Binary systems such as Didymos and its companion Dimorphos make up about 15% of known asteroids and have not yet been studied.

With a diameter of 160 meters (the size of the Great Pyramid of Giza), Dimorphos will be the smallest asteroid ever explored by humans.

Instruments on board the HERA probe will try to unravel the mysteries of Dimorphos: shape, mass, chemical composition, internal structure, impact resistance, the shape of the crater caused by DART. At the end of the mission, the microsatellite will try to land on the surface of the asteroid to measure how it might ricochet.

Such unprecedented documentation will help astrophysicists travel back in time, as asteroids are excellent “bearers of the history of the solar system,” said Patrick Michel. These small telluric bodies have preserved the memory of the original composition of the Solar System and its planets, which were formed as a result of collisions.

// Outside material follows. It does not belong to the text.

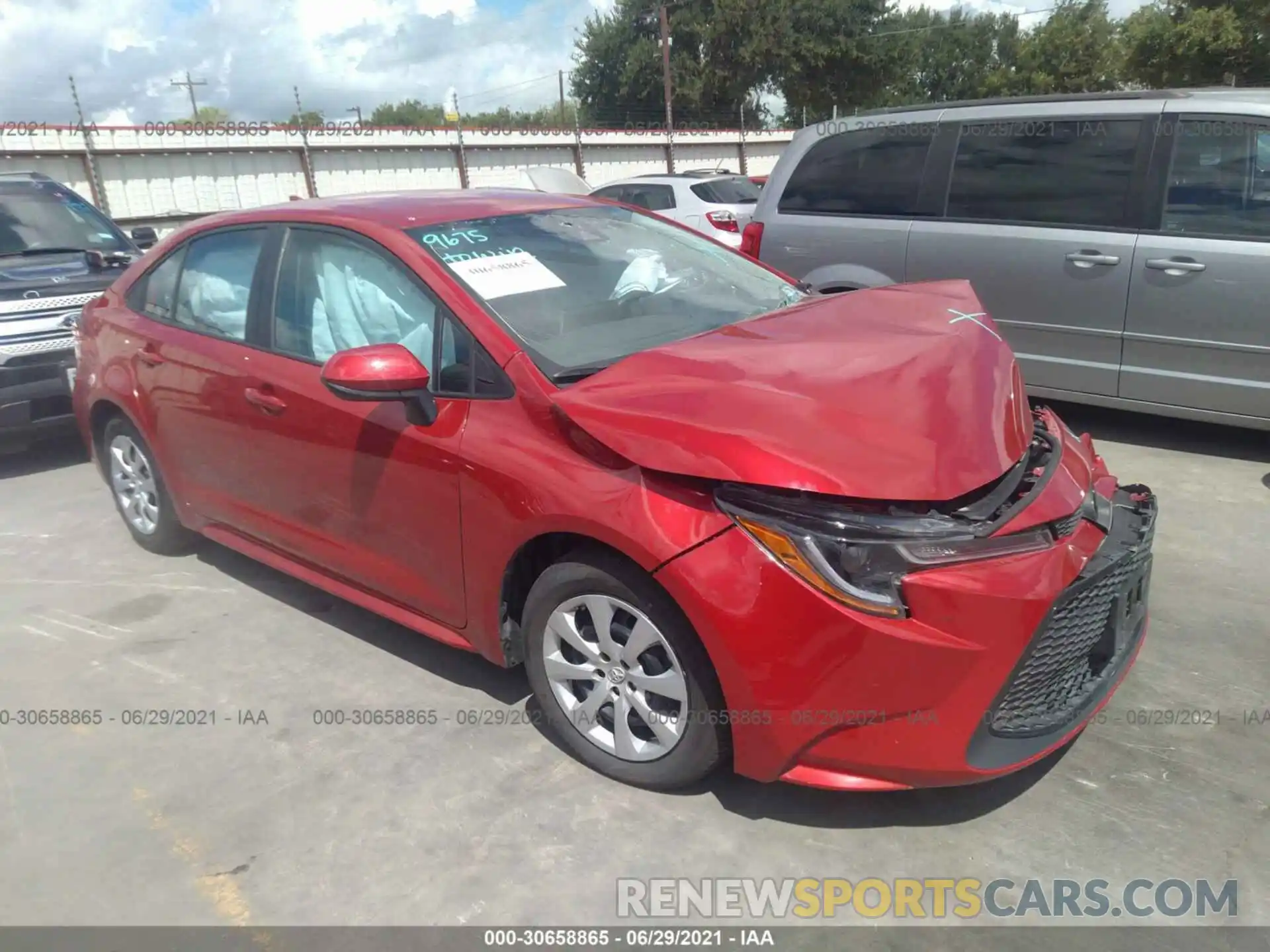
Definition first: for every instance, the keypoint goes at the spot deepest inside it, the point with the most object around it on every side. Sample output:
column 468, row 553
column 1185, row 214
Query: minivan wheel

“Today we live in an era when all solid surfaces in the solar system have craters. But to reconstruct the original scenario, we need to understand what happens when two bodies collide. Not in the laboratory, but on a real scale, thanks to a couple of DART-HERA missions,” the scientists explained.

The DART mission was launched in November 2021 from a base in California. After a 10-month journey, the US probe will collide with asteroid Dimorphos on Monday evening at 23:14 GMT at a speed of more than 20,000 km/h.

The spacecraft is no bigger than a car, and its target has a diameter of about 160 meters (half the height of the Eiffel Tower).

There is no reason to panic, because Dimorphos does not threaten the Earth in any way: its orbit around the Sun passes at a distance of 7 million kilometers from our planet.

The moment of collision is announced as spectacular and can be watched live on the website of the American space agency.

The goal is not to destroy the asteroid, but to deflect it slightly using the “Kinetic Impact Technique”.

Dimorphos is a satellite of the asteroid Didymos (diameter 780 meters), around which it makes a complete revolution in 11 hours and 55 minutes. The goal of the DART mission is to shorten Dimorphos’ orbit around Didymos by about 10 minutes.

This change can be measured from Earth by observing the change in brightness when a small asteroid passes in front of a larger asteroid.

To reach such a small target, the spacecraft will move in autonomous flight for the last four hours, like a homing missile.

Its Draco video camera will take the first last-minute images of the asteroid at a rate of one image per second, visible to Earth live with a delay of just 45 seconds.

In three minutes, the shoebox-sized LICIACube satellite, launched hours earlier by the DART probe, will fly within 55 kilometers of the asteroid to photograph the impact’s aftermath. The images will be sent back to Earth in the coming weeks and months.

The Hubble and James Webb space telescopes will also observe the event.

Very few of the known asteroids are considered potentially dangerous to Earth, and none of them will come close to our planet in the next 100 years.

“But I guarantee you that if you wait long enough, such a space object will appear,” said Thomas Zurbuchen, NASA’s science director.

Nearly 30,000 asteroids of all sizes have been cataloged near Earth (called geocruisers because their orbits cross Earth’s orbit). About 3,000 new asteroids are discovered every year.

According to scientists, almost all those with a diameter of more than 1 kilometer have already been discovered. But they also say that only 40% of asteroids larger than 140 meters in diameter are currently known to be capable of destroying entire regions on Earth.

If the DART probe misses its target, it will have enough fuel to make another attempt in two years.